Attack scenarios include:
- Phishing emails to LimeSurvey administrators containing malicious links
- Social engineering attacks targeting survey creators
- Forum or comment spam with embedded malicious URLs
// Security patch in application/models/QuestionCreate.php
// Fixed issue #20239: [security] Reflected Cross-Site Scripting (#4428)
if (empty($oSurvey)) {
throw new Exception('Found no survey with id ' . json_encode($iSurveyId));
}
- $gid = Yii::app()->request->getParam('gid', 0);
+ $gid = (int)Yii::app()->request->getParam('gid', 0);
if ($gid == 0) {
$gid = array_values($oSurvey->groups)[0]->gid;
}
Source: GitHub LimeSurvey Commit
Detection Methods for CVE-2025-63238
Indicators of Compromise
- Suspicious URLs containing JavaScript code or encoded script payloads in the gid parameter targeting LimeSurvey endpoints
- Web server logs showing requests to QuestionCreate.php or related endpoints with non-numeric gid values
- User reports of unexpected browser behavior or security warnings when accessing LimeSurvey links
Detection Strategies
- Implement Web Application Firewall (WAF) rules to detect and block XSS payloads in URL parameters, specifically targeting the gid parameter
- Monitor HTTP access logs for requests containing script tags, JavaScript event handlers, or encoded XSS payloads in query strings
- Deploy Content Security Policy (CSP) headers to mitigate the impact of successful XSS exploitation
Monitoring Recommendations
- Enable detailed logging for all LimeSurvey administrative actions and review for anomalous activity
- Set up alerts for unusual patterns of survey modifications or administrative changes following external link referrals
- Monitor for session anomalies such as rapid IP changes or concurrent sessions that may indicate session hijacking
How to Mitigate CVE-2025-63238
Immediate Actions Required
- Upgrade LimeSurvey to version 6.15.11+250909 or later immediately
- Review web server logs for any suspicious requests targeting the gid parameter with non-numeric values
- Implement CSP headers to reduce the impact of potential XSS attacks
- Educate users about the risks of clicking suspicious links
Patch Information
The vulnerability has been addressed in the official LimeSurvey commit which adds integer type casting to the gid parameter.
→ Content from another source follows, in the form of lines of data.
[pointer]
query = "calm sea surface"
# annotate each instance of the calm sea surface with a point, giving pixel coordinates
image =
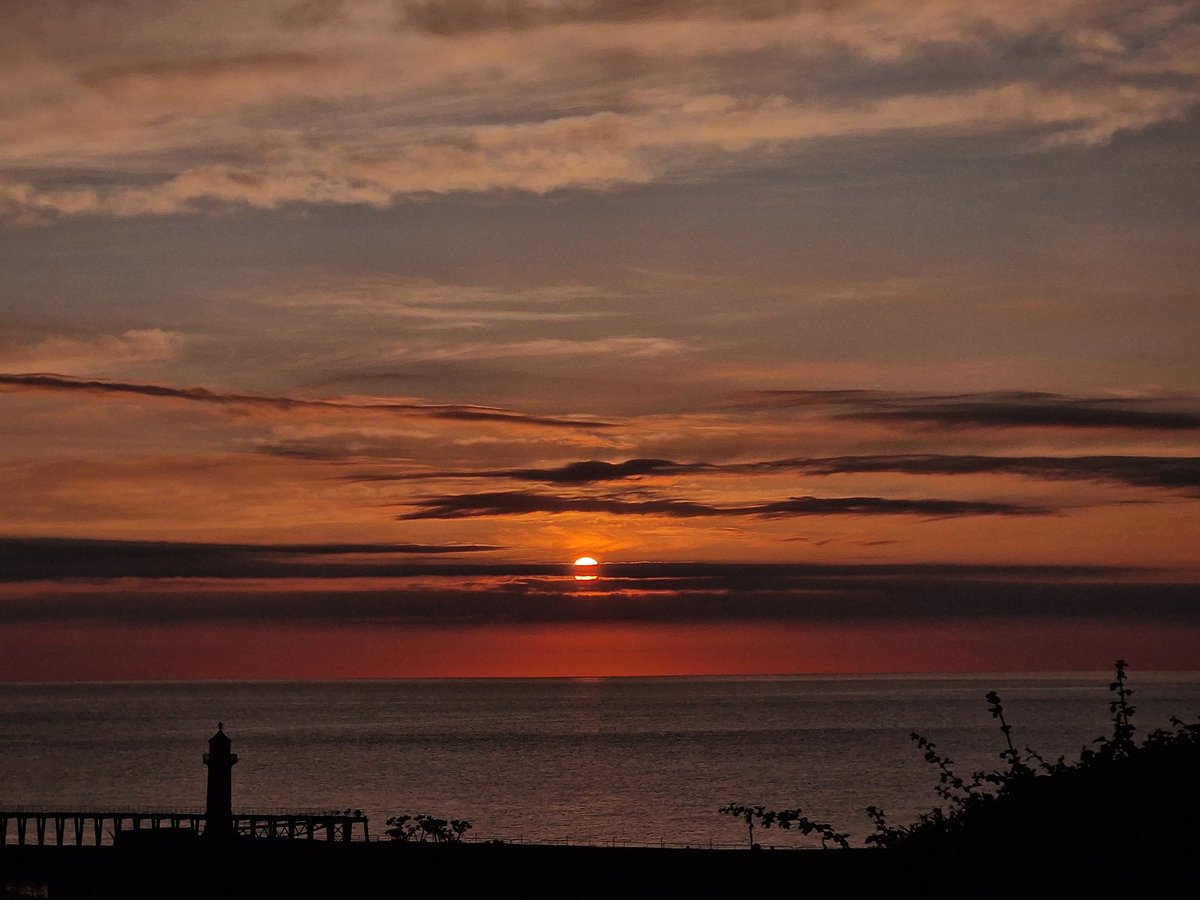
(637, 760)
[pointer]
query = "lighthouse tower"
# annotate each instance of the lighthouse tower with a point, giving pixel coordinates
(219, 805)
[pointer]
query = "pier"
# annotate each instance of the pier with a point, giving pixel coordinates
(101, 827)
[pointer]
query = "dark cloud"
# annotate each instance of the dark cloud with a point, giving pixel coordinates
(1167, 472)
(53, 558)
(515, 503)
(450, 17)
(199, 395)
(886, 507)
(886, 594)
(1014, 409)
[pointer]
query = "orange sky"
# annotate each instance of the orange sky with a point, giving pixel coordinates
(852, 336)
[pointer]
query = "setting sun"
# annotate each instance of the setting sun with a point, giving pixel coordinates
(585, 563)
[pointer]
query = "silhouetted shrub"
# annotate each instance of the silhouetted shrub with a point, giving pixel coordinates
(424, 827)
(1119, 799)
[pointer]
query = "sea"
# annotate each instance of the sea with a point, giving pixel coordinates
(609, 761)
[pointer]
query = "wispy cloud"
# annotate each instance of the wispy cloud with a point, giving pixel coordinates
(1015, 409)
(89, 354)
(516, 503)
(199, 395)
(1165, 472)
(515, 96)
(636, 594)
(65, 558)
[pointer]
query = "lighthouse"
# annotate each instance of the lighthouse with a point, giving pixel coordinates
(219, 804)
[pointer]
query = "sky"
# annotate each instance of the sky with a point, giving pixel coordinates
(846, 335)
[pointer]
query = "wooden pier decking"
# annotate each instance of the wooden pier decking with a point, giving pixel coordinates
(99, 827)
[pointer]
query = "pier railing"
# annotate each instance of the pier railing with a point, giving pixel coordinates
(100, 826)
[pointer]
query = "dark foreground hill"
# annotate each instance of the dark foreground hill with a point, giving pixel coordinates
(303, 870)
The fix ensures that only numeric values are accepted, preventing the injection of malicious scripts. Users should upgrade to version 6.15.11+250909 or later to receive this security fix.
Workarounds
- If immediate patching is not possible, implement a reverse proxy or WAF rule to sanitize or block non-numeric gid parameter values
- Restrict access to LimeSurvey administrative interfaces to trusted IP addresses only
- Apply the manual patch by modifying application/models/QuestionCreate.php to cast gid as an integer: $gid = (int)Yii::app()->request->getParam('gid', 0);
# Configuration example - Apply integer cast patch manually
# Navigate to LimeSurvey installation directory
cd /var/www/limesurvey
# Backup the original file
cp application/models/QuestionCreate.php application/models/QuestionCreate.php.bak
# Apply the fix by replacing the vulnerable line
sed -i "s/\$gid = Yii::app()->request->getParam('gid', 0);/\$gid = (int)Yii::app()->request->getParam('gid', 0);/g" application/models/QuestionCreate.php
Disclaimer: This content was generated using AI. While we strive for accuracy, please verify critical information with official sources.